282-303 Conley, Timothy G. & Topa, Giorgio   Estimating dynamic local interactions models
  Conley and Topa present empirical methods that are useful in calibrating, estimating, and evaluating a class of local interactions models in which agents’ transitions are affected by their neighbors’ states. They apply it to urban unemployment and social networks in job search using publicly available cross-section and retrospective data. In their model, each agent is directly connected to a small number of others and their employment status influences his/her employment transitions. Most links in their model are local, but some span an entire metropolitan area. They also present methods to investigate how well the individual spell distributions implied by their estimated model match those from retrospective Current Population Survey data. Finally, they present descriptive methods to illustrate the implications of the model estimates by computing Impulse Response Functions, both in time and in space, to local employment shocks. This allows them to study, among other things, how far a given shock in one area can propagate to nearby areas.

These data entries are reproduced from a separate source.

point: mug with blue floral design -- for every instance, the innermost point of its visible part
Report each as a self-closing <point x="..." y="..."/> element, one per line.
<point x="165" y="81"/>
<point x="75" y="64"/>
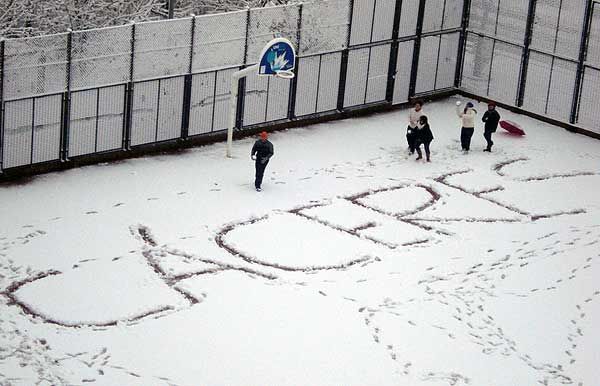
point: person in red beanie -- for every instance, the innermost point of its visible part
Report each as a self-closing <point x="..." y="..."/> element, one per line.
<point x="491" y="118"/>
<point x="262" y="151"/>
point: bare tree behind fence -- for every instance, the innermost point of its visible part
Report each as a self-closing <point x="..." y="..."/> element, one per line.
<point x="76" y="94"/>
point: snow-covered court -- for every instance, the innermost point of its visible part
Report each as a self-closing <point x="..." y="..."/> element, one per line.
<point x="356" y="264"/>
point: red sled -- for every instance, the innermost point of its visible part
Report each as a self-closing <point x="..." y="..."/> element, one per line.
<point x="512" y="127"/>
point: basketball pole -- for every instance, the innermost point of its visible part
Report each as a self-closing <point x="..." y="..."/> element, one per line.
<point x="235" y="78"/>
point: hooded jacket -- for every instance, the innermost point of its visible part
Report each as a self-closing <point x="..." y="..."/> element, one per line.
<point x="263" y="149"/>
<point x="413" y="118"/>
<point x="468" y="117"/>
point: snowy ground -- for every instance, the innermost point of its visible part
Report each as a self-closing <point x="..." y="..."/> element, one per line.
<point x="356" y="265"/>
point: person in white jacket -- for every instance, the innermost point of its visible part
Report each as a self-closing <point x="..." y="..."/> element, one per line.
<point x="413" y="119"/>
<point x="467" y="117"/>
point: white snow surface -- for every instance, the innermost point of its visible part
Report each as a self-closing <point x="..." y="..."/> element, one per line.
<point x="356" y="264"/>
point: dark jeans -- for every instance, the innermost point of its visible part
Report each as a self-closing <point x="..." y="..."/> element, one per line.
<point x="426" y="146"/>
<point x="465" y="137"/>
<point x="411" y="139"/>
<point x="260" y="171"/>
<point x="488" y="138"/>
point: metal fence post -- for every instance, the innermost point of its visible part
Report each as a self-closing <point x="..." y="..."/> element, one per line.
<point x="344" y="62"/>
<point x="417" y="50"/>
<point x="580" y="64"/>
<point x="239" y="112"/>
<point x="187" y="87"/>
<point x="389" y="91"/>
<point x="294" y="80"/>
<point x="1" y="103"/>
<point x="462" y="43"/>
<point x="526" y="44"/>
<point x="66" y="104"/>
<point x="129" y="95"/>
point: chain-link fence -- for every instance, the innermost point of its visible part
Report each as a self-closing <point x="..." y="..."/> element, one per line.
<point x="539" y="55"/>
<point x="73" y="95"/>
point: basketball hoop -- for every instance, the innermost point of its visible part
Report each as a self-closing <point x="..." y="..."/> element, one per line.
<point x="277" y="58"/>
<point x="285" y="74"/>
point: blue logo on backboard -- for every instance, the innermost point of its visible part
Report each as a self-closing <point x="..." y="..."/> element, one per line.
<point x="278" y="55"/>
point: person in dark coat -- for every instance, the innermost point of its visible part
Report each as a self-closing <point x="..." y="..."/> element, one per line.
<point x="491" y="118"/>
<point x="467" y="118"/>
<point x="262" y="151"/>
<point x="423" y="136"/>
<point x="413" y="119"/>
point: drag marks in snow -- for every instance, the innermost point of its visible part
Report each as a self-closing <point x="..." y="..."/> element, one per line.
<point x="469" y="297"/>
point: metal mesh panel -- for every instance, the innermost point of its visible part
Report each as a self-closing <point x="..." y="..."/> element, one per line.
<point x="453" y="14"/>
<point x="170" y="108"/>
<point x="17" y="133"/>
<point x="255" y="99"/>
<point x="82" y="128"/>
<point x="483" y="15"/>
<point x="46" y="128"/>
<point x="537" y="82"/>
<point x="408" y="18"/>
<point x="202" y="103"/>
<point x="570" y="26"/>
<point x="504" y="77"/>
<point x="221" y="116"/>
<point x="144" y="112"/>
<point x="268" y="23"/>
<point x="562" y="86"/>
<point x="278" y="98"/>
<point x="356" y="77"/>
<point x="162" y="48"/>
<point x="403" y="69"/>
<point x="111" y="111"/>
<point x="434" y="15"/>
<point x="476" y="64"/>
<point x="324" y="26"/>
<point x="100" y="57"/>
<point x="318" y="84"/>
<point x="589" y="115"/>
<point x="307" y="85"/>
<point x="512" y="20"/>
<point x="378" y="71"/>
<point x="219" y="40"/>
<point x="329" y="82"/>
<point x="362" y="22"/>
<point x="34" y="66"/>
<point x="384" y="20"/>
<point x="427" y="64"/>
<point x="593" y="48"/>
<point x="544" y="27"/>
<point x="446" y="69"/>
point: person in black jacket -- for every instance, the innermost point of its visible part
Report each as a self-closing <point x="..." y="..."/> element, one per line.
<point x="262" y="151"/>
<point x="491" y="119"/>
<point x="423" y="136"/>
<point x="413" y="120"/>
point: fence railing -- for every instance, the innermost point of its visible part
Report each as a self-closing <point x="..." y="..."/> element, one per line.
<point x="74" y="95"/>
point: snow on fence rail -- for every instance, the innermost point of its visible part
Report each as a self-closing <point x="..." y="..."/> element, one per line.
<point x="108" y="90"/>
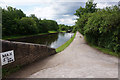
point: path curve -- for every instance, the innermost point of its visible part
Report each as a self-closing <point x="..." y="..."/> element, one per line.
<point x="78" y="60"/>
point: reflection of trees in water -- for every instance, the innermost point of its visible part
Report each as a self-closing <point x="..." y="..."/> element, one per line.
<point x="42" y="39"/>
<point x="62" y="34"/>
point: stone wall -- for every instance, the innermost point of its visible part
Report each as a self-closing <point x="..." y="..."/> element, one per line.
<point x="26" y="53"/>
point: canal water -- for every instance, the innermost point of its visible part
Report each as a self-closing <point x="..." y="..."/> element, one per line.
<point x="53" y="40"/>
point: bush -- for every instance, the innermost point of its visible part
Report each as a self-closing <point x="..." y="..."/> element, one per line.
<point x="103" y="29"/>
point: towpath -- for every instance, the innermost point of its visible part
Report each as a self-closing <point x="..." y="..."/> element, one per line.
<point x="78" y="60"/>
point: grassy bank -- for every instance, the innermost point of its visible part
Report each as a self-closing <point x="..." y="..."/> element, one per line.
<point x="106" y="51"/>
<point x="61" y="48"/>
<point x="21" y="36"/>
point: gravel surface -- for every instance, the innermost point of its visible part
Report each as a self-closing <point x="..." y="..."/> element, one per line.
<point x="78" y="60"/>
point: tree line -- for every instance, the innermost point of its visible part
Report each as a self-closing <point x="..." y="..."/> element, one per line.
<point x="15" y="22"/>
<point x="101" y="27"/>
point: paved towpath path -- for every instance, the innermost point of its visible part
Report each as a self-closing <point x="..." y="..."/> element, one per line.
<point x="78" y="60"/>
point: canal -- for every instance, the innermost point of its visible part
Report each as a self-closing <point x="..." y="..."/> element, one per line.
<point x="53" y="40"/>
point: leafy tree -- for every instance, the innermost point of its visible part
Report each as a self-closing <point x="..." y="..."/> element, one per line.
<point x="27" y="26"/>
<point x="89" y="8"/>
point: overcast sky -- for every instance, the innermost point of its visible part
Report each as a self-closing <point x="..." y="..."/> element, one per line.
<point x="60" y="10"/>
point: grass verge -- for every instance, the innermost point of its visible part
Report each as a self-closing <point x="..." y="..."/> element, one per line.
<point x="106" y="51"/>
<point x="61" y="48"/>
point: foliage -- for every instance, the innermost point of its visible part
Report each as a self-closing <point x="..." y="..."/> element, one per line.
<point x="100" y="27"/>
<point x="89" y="8"/>
<point x="103" y="29"/>
<point x="15" y="22"/>
<point x="63" y="27"/>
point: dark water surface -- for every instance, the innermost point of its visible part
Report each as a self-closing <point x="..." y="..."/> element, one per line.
<point x="52" y="40"/>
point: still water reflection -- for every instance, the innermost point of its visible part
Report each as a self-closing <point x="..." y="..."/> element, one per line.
<point x="52" y="40"/>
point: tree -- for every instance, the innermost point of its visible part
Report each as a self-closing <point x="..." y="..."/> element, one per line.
<point x="89" y="8"/>
<point x="27" y="26"/>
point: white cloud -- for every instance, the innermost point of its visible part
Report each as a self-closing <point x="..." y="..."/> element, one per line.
<point x="103" y="5"/>
<point x="60" y="10"/>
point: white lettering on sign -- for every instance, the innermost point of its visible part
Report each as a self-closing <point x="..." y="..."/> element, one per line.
<point x="7" y="57"/>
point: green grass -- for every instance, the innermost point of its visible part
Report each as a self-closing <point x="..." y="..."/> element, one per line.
<point x="61" y="48"/>
<point x="52" y="31"/>
<point x="106" y="51"/>
<point x="22" y="36"/>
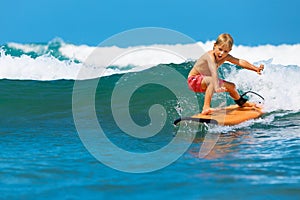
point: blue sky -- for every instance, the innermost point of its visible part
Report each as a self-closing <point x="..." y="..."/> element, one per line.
<point x="90" y="22"/>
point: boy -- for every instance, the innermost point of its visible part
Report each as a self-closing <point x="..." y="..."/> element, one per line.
<point x="203" y="77"/>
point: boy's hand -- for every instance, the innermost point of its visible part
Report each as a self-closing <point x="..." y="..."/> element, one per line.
<point x="260" y="69"/>
<point x="221" y="89"/>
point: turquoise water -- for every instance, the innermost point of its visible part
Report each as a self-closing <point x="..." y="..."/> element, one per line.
<point x="43" y="156"/>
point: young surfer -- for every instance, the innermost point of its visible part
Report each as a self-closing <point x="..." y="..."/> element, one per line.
<point x="203" y="77"/>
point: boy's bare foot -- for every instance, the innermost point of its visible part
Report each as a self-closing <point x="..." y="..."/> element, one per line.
<point x="207" y="111"/>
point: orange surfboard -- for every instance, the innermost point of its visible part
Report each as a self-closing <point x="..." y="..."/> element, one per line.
<point x="228" y="116"/>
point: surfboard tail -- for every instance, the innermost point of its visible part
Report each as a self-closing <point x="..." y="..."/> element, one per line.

304-332  Keller, Wolfgang & Shiue, Carol H   The origin of spatial interaction
  The Keller–Shiue paper is an application of spatial techniques to the analysis of trade patterns relating to Chinese rice prices. Specifically, they use spatial methods to explain rice price differences in Chinese prefectural markets for the years 1742–1795. Their analysis is based on a data set which is carefully constructed. Among other things, variables explicitly relating to geographic features such as rivers and coastal waterways are considered. Their modeling efforts involve spatial lags in the dependent variable, as well as in the error term. They also consider time autocorrelation involving a spatial lag of the dependent variable. Various tests of model specification are considered. They show that explicit modeling of spatial features is key to understanding the expansion of interregional trade as well as the rise and fall of trading hubs.